A hypervisor is the key software that makes cloud computing possible. Virtual machine data security relies on the accuracy and reliability of the hypervisor. Despite their importance, hypervisors are complicated – they can include a full Linux operating system. A single weak link in the code – a link virtually impossible to detect through traditional testing – can leave a system vulnerable to hackers. Even if a hypervisor is 99% correctly written, a hacker can still sneak into that particular 1% configuration and take control of the system.

Nieh and Gu’s work is the first to verify a core system, specifically the widely used KVM hypervisor, which is used to run virtual machines by cloud providers such as Amazon. They proved that SeKVM, which is KVM with some minor changes, is secure and ensures that virtual machines are isolated from each other.

“We have shown that our system can protect and secure private data and computing uploaded to the cloud with mathematical safeguards,” said Xupeng Li, Gu’s doctoral student and co-lead author of the paper. “It’s never been done before.”

SeKVM has been verified using MicroV, a new framework for verifying the security properties of large systems. It’s based on the assumption that small changes to the system can make it much easier to verify, a new technique the researchers call microverification. This new layering technique modernizes an existing system and extracts the components that enhance security into a small core that is verified and guarantees the security of the entire system.

The changes needed to modernize a large system are quite modest – researchers have demonstrated that if the small kernel of the larger system is intact, then the system is secure and no private data will be leaked. This is how they were able to verify a large system such as KVM, which was previously considered impossible.

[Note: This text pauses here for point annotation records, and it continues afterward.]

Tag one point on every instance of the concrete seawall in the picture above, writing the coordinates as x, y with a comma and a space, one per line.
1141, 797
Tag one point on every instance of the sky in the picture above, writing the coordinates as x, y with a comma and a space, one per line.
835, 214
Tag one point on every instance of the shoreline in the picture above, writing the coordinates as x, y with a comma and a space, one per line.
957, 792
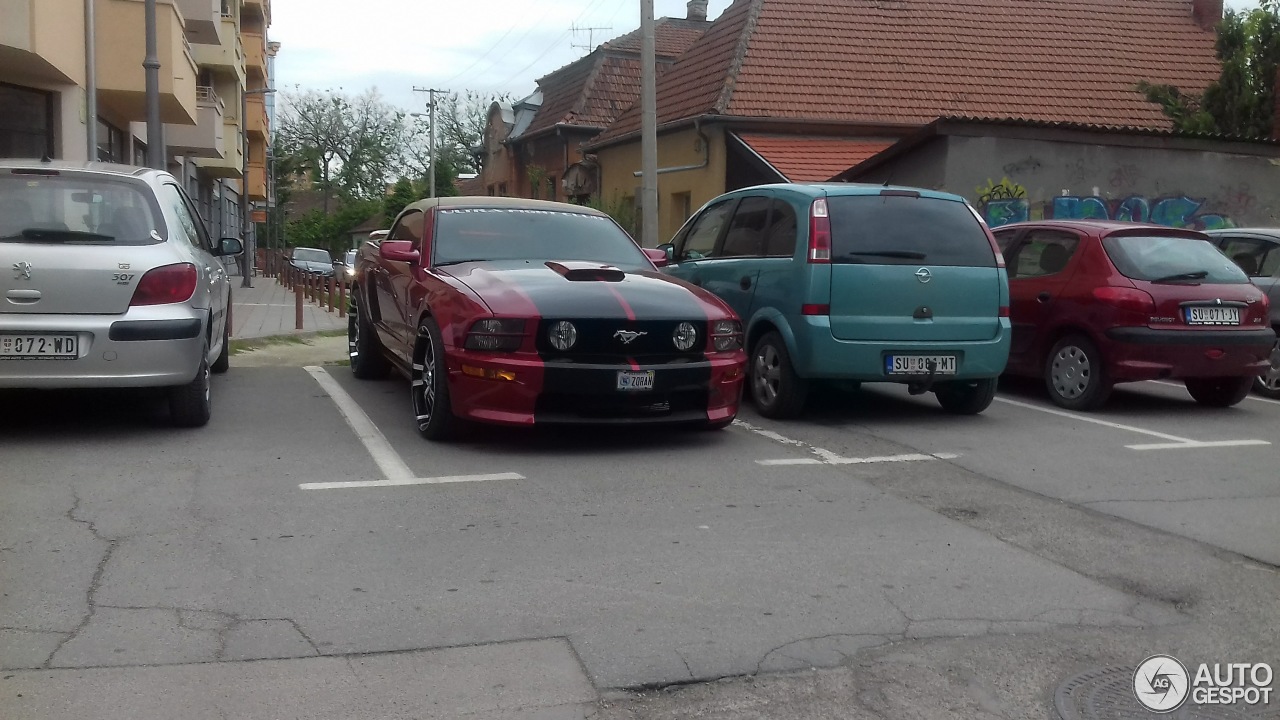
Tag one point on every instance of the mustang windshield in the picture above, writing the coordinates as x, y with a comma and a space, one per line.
511, 233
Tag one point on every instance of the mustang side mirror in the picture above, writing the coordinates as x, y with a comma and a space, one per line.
398, 251
658, 255
229, 246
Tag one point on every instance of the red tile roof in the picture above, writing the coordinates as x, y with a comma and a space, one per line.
909, 62
812, 159
595, 90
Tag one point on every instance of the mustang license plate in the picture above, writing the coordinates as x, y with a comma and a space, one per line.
1212, 315
630, 381
920, 364
32, 346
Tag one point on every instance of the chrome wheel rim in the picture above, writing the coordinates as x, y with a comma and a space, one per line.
424, 381
1072, 372
1271, 381
767, 374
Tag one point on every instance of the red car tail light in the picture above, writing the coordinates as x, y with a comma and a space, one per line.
1136, 305
165, 285
819, 232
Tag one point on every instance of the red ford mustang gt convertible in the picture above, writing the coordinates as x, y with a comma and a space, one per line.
521, 311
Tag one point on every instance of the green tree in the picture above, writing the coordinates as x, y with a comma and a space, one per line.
1242, 101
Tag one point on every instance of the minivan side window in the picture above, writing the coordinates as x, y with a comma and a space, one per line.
900, 228
700, 241
1043, 253
780, 237
745, 237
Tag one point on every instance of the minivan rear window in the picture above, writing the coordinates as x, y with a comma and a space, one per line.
77, 209
905, 229
1156, 258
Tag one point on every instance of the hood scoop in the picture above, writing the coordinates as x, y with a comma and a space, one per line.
588, 272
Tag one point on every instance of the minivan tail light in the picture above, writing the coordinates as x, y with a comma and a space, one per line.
1139, 304
819, 232
165, 285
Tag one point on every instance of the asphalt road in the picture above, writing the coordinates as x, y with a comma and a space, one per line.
874, 533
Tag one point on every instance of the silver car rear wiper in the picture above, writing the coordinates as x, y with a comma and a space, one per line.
51, 235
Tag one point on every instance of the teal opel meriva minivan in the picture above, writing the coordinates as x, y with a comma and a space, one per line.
854, 282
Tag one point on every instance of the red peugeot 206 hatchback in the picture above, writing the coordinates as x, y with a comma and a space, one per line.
1093, 304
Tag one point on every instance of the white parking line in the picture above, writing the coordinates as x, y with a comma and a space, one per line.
394, 470
1174, 441
828, 458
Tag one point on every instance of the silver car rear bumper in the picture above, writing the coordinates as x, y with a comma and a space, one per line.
144, 347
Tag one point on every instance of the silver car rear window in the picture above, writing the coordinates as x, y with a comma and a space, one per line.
77, 209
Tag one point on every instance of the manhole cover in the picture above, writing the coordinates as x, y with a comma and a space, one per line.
1107, 695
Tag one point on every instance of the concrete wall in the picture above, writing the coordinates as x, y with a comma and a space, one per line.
675, 149
1011, 180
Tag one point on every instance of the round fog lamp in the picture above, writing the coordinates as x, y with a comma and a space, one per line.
562, 336
685, 337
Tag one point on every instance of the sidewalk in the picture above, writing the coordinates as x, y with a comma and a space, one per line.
268, 309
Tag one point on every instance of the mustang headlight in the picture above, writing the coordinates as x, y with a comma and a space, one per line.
685, 337
496, 335
726, 336
562, 336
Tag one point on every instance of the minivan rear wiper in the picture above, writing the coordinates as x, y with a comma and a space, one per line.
1194, 276
895, 254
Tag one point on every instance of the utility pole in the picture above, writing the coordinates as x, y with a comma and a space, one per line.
432, 137
90, 80
151, 64
648, 128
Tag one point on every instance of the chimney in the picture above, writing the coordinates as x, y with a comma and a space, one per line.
1207, 13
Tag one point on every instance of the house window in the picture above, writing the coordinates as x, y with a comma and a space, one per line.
26, 122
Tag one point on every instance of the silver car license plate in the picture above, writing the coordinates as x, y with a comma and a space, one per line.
1212, 315
632, 381
39, 346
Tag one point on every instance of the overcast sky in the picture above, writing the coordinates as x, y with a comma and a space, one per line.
485, 45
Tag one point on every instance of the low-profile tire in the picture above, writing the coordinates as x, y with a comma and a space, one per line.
190, 405
1269, 384
1075, 376
433, 411
967, 397
777, 390
1219, 392
368, 360
224, 358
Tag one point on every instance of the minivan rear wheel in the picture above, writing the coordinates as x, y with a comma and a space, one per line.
1219, 392
777, 390
961, 397
1075, 376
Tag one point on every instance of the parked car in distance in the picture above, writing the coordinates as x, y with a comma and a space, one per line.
110, 279
1104, 302
1257, 253
854, 282
311, 260
521, 311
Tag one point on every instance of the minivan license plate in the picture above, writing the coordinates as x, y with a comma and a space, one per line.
32, 346
919, 364
630, 382
1212, 315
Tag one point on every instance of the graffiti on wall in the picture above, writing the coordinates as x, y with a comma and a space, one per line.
1170, 210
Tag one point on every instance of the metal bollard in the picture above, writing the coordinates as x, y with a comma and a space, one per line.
297, 306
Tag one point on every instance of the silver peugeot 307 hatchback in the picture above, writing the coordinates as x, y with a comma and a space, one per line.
109, 278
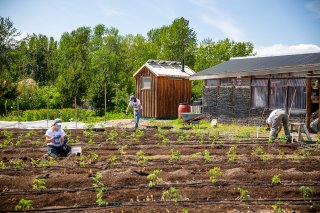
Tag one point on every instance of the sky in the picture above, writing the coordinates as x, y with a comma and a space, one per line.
274, 27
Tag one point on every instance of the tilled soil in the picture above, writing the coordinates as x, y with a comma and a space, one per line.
184, 161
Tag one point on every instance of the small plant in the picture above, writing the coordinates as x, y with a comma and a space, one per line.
154, 179
174, 156
244, 194
307, 191
24, 205
277, 207
99, 188
276, 179
17, 164
171, 195
232, 154
113, 160
2, 165
142, 158
39, 184
215, 172
206, 156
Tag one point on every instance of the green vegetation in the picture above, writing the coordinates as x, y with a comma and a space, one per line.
23, 205
172, 194
215, 173
154, 179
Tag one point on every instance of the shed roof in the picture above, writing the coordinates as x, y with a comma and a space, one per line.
244, 66
167, 68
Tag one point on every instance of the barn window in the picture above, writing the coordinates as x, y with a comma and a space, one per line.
146, 83
278, 93
297, 93
212, 82
259, 93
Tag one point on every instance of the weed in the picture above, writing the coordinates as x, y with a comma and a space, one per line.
171, 195
276, 179
232, 154
244, 194
24, 205
307, 191
39, 184
277, 207
215, 172
154, 179
142, 158
174, 156
206, 156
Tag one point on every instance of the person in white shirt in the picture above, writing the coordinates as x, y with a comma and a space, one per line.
56, 140
137, 109
275, 121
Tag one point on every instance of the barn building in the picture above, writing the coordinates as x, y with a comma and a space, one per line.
162, 86
251, 86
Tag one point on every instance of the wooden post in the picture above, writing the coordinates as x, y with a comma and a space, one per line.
308, 102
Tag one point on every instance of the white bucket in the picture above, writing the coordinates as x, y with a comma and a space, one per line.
76, 150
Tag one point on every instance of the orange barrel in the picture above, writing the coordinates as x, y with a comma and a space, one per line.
183, 107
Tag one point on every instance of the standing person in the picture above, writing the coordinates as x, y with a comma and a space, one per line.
137, 109
56, 140
275, 121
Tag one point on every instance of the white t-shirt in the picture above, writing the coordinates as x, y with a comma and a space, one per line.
271, 116
136, 105
56, 135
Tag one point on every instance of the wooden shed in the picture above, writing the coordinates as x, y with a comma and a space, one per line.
162, 86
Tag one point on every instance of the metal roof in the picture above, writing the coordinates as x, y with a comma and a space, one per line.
242, 66
167, 68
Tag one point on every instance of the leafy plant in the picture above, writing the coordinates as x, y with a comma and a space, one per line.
24, 205
232, 154
307, 191
244, 194
39, 184
154, 179
276, 179
99, 188
172, 194
206, 156
142, 158
277, 207
215, 172
174, 156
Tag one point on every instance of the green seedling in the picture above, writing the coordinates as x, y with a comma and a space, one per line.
206, 156
142, 158
277, 207
171, 195
215, 172
244, 194
307, 191
39, 184
154, 179
276, 179
24, 205
174, 156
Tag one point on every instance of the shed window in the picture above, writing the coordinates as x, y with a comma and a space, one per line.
212, 82
259, 93
146, 83
278, 93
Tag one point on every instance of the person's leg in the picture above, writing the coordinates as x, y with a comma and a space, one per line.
52, 151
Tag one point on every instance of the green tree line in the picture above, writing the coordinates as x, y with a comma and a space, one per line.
37, 70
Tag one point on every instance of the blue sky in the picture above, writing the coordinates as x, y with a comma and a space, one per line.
271, 25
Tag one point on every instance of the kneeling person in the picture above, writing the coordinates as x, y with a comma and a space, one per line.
56, 140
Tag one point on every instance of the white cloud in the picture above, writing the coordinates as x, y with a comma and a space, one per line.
280, 49
314, 7
219, 19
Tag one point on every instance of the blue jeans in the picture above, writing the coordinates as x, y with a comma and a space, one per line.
137, 115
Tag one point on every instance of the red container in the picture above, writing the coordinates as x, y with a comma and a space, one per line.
183, 107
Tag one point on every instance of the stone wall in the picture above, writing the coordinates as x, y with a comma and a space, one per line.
232, 104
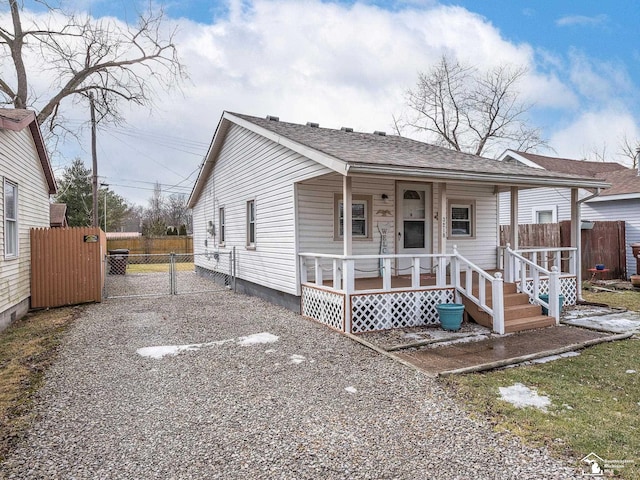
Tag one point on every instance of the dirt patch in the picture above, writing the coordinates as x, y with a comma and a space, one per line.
27, 348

“Think of a house – a crack in the drywall doesn’t mean the integrity of the house is at risk,” Nieh explained. “It’s still structurally sound and the key structural system is good.”

Shih-Wei Li, Nieh’s PhD student and co-lead author of the study, added, “SeKVM will serve as protection in various fields, from banking systems and Internet of Things devices to autonomous vehicles and cryptocurrencies.”

As the first verified commodity hypervisor, SeKVM could change the way cloud services should be designed, developed, deployed and trusted. In a world where cybersecurity is a growing concern, this resilience is in high demand. Large cloud companies are already exploring how they can leverage SeKVM to meet this demand.